RFR: 8343191: Cgroup v1 subsystem fails to set subsystem path [v3]
Sergey Chernyshev
schernyshev at openjdk.org
Fri Nov 8 21:20:46 UTC 2024
On Thu, 7 Nov 2024 22:31:21 GMT, Sergey Chernyshev <schernyshev at openjdk.org> wrote:
>> Cgroup V1 subsustem fails to initialize mounted controllers properly in certain cases, that may lead to controllers left undetected/inactive.

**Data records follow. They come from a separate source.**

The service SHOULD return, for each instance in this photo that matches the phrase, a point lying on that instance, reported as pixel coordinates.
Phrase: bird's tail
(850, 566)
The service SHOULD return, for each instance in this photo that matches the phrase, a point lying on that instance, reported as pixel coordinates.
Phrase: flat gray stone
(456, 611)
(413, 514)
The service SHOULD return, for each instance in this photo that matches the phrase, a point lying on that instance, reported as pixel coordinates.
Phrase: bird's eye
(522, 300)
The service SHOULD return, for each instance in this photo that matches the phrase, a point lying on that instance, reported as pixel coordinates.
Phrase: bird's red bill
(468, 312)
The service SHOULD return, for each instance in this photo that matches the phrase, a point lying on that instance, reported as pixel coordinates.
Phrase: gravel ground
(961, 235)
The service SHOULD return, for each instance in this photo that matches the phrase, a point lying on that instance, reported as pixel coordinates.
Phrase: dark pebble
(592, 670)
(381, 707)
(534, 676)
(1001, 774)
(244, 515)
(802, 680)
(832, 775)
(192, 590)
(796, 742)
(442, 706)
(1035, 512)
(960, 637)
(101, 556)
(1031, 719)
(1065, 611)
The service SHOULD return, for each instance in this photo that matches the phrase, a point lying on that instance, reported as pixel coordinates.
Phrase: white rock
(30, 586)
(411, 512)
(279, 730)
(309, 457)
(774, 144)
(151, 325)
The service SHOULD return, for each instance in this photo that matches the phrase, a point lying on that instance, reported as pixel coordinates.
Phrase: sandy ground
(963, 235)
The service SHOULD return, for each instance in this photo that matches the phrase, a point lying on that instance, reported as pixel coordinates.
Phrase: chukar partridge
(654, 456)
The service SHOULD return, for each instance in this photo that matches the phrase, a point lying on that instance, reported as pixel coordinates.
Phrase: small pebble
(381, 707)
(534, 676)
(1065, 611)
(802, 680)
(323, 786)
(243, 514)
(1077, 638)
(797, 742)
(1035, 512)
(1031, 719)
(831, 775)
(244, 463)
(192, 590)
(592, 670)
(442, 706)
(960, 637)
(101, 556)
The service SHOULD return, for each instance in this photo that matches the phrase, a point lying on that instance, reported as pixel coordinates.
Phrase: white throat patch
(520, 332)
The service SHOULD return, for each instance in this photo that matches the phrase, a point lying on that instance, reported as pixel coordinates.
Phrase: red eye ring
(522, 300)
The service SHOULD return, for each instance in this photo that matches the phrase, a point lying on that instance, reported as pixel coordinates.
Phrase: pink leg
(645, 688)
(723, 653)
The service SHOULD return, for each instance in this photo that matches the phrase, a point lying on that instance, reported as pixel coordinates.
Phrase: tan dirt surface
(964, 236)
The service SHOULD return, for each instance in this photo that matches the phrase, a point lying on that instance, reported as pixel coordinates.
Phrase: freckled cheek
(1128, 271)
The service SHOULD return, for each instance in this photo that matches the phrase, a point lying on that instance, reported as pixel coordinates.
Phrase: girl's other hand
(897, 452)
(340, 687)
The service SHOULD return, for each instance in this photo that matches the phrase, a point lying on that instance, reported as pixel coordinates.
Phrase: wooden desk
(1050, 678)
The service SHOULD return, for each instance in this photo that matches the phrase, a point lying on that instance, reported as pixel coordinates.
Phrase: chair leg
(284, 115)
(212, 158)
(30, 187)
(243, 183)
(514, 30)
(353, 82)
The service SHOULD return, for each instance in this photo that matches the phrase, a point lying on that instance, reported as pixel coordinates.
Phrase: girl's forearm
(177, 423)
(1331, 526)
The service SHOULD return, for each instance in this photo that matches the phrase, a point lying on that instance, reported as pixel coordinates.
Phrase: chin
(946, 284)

We observed the behavior in CloudFoundry deployments, it affects also host systems.
>>
>> The relevant /proc/self/mountinfo line is
>>
>>
>> 2207 2196 0:43 /system.slice/garden.service/garden/good/2f57368b-0eda-4e52-64d8-af5c /sys/fs/cgroup/cpu,cpuacct ro,nosuid,nodev,noexec,relatime master:25 - cgroup cgroup rw,cpu,cpuacct
>>
>>
>> /proc/self/cgroup:
>>
>>
>> 11:cpu,cpuacct:/system.slice/garden.service/garden/bad/2f57368b-0eda-4e52-64d8-af5c
>>
>>
>> Here, Java runs inside containerized process that is being moved cgroups due to load balancing.
>>
>> Let's examine the condition at line 64 here https://github.com/openjdk/jdk/blob/55a7cf14453b6cd1de91362927b2fa63cba400a1/src/hotspot/os/linux/cgroupV1Subsystem_linux.cpp#L59-L72
>> It is always FALSE and the branch is never taken. The issue was spotted earlier by @jerboaa in [JDK-8288019](https://bugs.openjdk.org/browse/JDK-8288019).
>>
>> The original logic was intended to find the common prefix of `_root`and `cgroup_path` and concatenate the remaining suffix to the `_mount_point` (lines 67-68). That could lead to the following results:
>>
>> Example input
>>
>> _root = "/a"
>> cgroup_path = "/a/b"
>> _mount_point = "/sys/fs/cgroup/cpu,cpuacct"
>>
>>
>> result _path
>>
>> "/sys/fs/cgroup/cpu,cpuacct/b"
>>
>>
>> Here, cgroup_path comes from /proc/self/cgroup 3rd column. The man page (https://man7.org/linux/man-pages/man7/cgroups.7.html#NOTES) for control groups states:
>>
>>
>> ...
>> /proc/pid/cgroup (since Linux 2.6.24)
>> This file describes control groups to which the process
>> with the corresponding PID belongs. The displayed
>> information differs for cgroups version 1 and version 2
>> hierarchies.
>> For each cgroup hierarchy of which the process is a
>> member, there is one entry containing three colon-
>> separated fields:
>>
>> hierarchy-ID:controller-list:cgroup-path
>>
>> For example:
>>
>> 5:cpuacct,cpu,cpuset:/daemons
>> ...
>> [3] This field contains the pathname of the control group
>> in the hierarchy to which the process belongs. This
>> pathname is relative to the mount point of the
>> hierarchy.
>>
>>
>> This explicitly states the "pathname is relative t...
>
> Sergey Chernyshev has updated the pull request with a new target base due to a merge or a rebase. The incremental webrev excludes the unrelated changes brought in by the merge/rebase. The pull request contains four additional commits since the last revision:
>
> - Merge branch 'master' into JDK-8343191
> - patch reimplemented
> - fix the logic that skips duplicate controller's mount points
> - 8343191: Cgroup v1 subsystem fails to set subsystem path
It looks to me that v2 mode is not affected, at least the way it is in v1. In v2 mode, cgroup is mounted either at leaf node (private namespace), or the complete hierarchy at /sys/fs/cgroup (host namespace).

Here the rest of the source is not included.